Throughout 2014 and 2015, a number of different national manufacturers, such as Atrian Bakers- have incorporated bakery and frozen pastry products made with this new cereal. Currently, more than 500 sales points -from artisans bakeries to large shopping centers in the Spanish State and Italy- have incorporated a wide variety of products (bread, rolls, pasta, beer, etc.) made  with the flour of this new natural cereal to their product list.

“Within two years, Tritordeum has established itself as a healthy consumption option for those seeking an alternative to conventional cereals. The nomination for the 2015 Carrefour Innovation Awards confirms the good acceptance that it has had in the market” says Pilar Barceló, Director General of Agrasys.

“We have put great expectations on Tritordeum, as a complement to our Nature range of products, breads without additives or preservatives, with long fermentations. We believe the future of the frozen dough is based on betting on innovative products, different from those that already exists and that provide a significant value to the consumer and his or her consumption experience” says Efrem Mallol, commercial director of Atrian Bakers.

From reach to great consumption

Agrasys is a spin-off of the CSIC located at the PCB and founded in 2005 by a group of scientists from the Institute of Sustainable Agriculture of Córdoba (IAS-CSIC) and the industry. The company focuses its activity on the development of new varieties of crops with high added value and projects are aimed at natural functional foods, innovative products and biomass and forage crops, in order to generate benefits for society.
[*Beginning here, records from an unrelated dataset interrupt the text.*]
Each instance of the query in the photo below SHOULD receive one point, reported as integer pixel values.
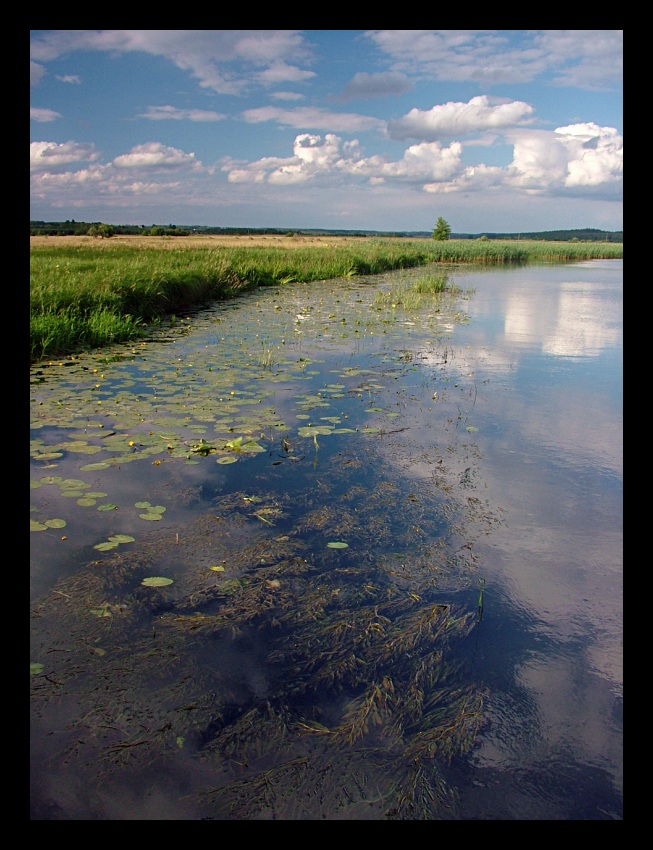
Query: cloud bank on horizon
(495, 130)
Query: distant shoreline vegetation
(88, 228)
(88, 293)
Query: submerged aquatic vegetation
(294, 634)
(345, 680)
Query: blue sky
(494, 130)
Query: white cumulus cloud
(453, 119)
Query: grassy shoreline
(87, 293)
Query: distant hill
(80, 228)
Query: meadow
(87, 293)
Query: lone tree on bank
(442, 231)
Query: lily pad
(156, 581)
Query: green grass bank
(95, 293)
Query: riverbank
(86, 293)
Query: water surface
(467, 450)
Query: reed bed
(92, 294)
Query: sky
(496, 131)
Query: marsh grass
(88, 295)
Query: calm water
(468, 452)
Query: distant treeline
(100, 229)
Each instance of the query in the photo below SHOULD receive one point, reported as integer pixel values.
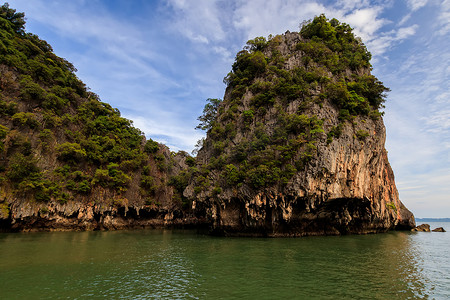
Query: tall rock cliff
(67, 160)
(296, 147)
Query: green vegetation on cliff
(58, 141)
(264, 131)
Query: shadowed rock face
(346, 186)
Since 2006, the firm has had exclusivity market rights and the Tritordeum improvement program, the new natural cereal developed by researchers at the IAS-CSIC. In April 2013, this natural cereal, the first to be developed by man for human consumption, was launched and became a commercial reality.

Popular vote

The Carrefour Innovation Awards, driven by the French retail chain, are intended to give support to companies in the food and large consumption sector which dedicate their efforts and investment in research to meet new market needs.

Tritordeum bread,  included in the category “oils, vinegars and basics food” will be subjected to the popular vote until 21 of June. From then on, the finalists products will be assessed by an external jury, composed of representatives from the world of research, business, academia and culture. The winners will not be announced until September, when the gala awards ceremony is expected to be held.